Turkey’s prime minister on Friday slammed a protest march led by the leader of the country’s main opposition party following a 25-year prison sentence handed down to a party lawmaker.
Prime Minister Binali Yildirim said Kemal Kilicdaroglu, as the head of the secular Republican People’s Party, should respect the judiciary’s decision. “You cannot seek justice on the streets, and Turkey is a state of law … it’s not nice to complain about our country to the whole world by taking to the street.”
On Wednesday, a Turkish court convicted parliamentarian Enis Berberoglu for revealing state secrets. He was accused of giving journalists footage of a search on Syria-bound trucks, leading to Cumhuriyet newspaper’s 2015 coverage suggesting Turkey’s intelligence service had smuggled weapons to Islamist rebels in Syria.
Kilicdaroglu called the verdict “unjust” and alleged the judiciary was influenced by the government. Along with supporters, he launched a 265-mile (426-kilometer) “march for justice” Thursday from the capital, Ankara, to an Istanbul prison where Berberoglu is being held.
“He doesn’t need to walk in the holy month of Ramadan, in this heat, he can take the high-speed train. Why is he torturing himself?” the prime minister asked. He said solutions could be pursued in parliament and in court. “I recommend he gives up on this.”
Earlier Friday, Justice Minister Bekir Bozdag said Kilicdaroglu was committing a crime by “targeting, defaming and threatening” members of the judiciary. He emphasized that appeal processes were available to contest Berberoglu’s verdict.

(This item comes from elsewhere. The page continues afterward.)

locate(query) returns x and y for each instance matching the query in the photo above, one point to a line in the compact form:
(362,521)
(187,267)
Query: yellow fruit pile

Berberoglu, 61, is the first legislator from the Republican People’s Party to be imprisoned since a constitutional amendment stripped parliamentary immunities last year. A dozen pro-Kurdish lawmakers are already in prison for allegedly supporting terror, and more than 50,000 people have been arrested since July for purported links to U.S.-based cleric Fethullah Gulen, who Turkey blames for masterminding a bloody coup attempt. Gulen denies it.
Berberoglu, along with Cumhuriyet’s former editor-in-chief Can Dundar and its Ankara representative Erdem Gul, is also on trial for “aiding a terror organization without being members,” referring to Gulen’s network. The court has claimed the cleric to be the source of the leaked footage.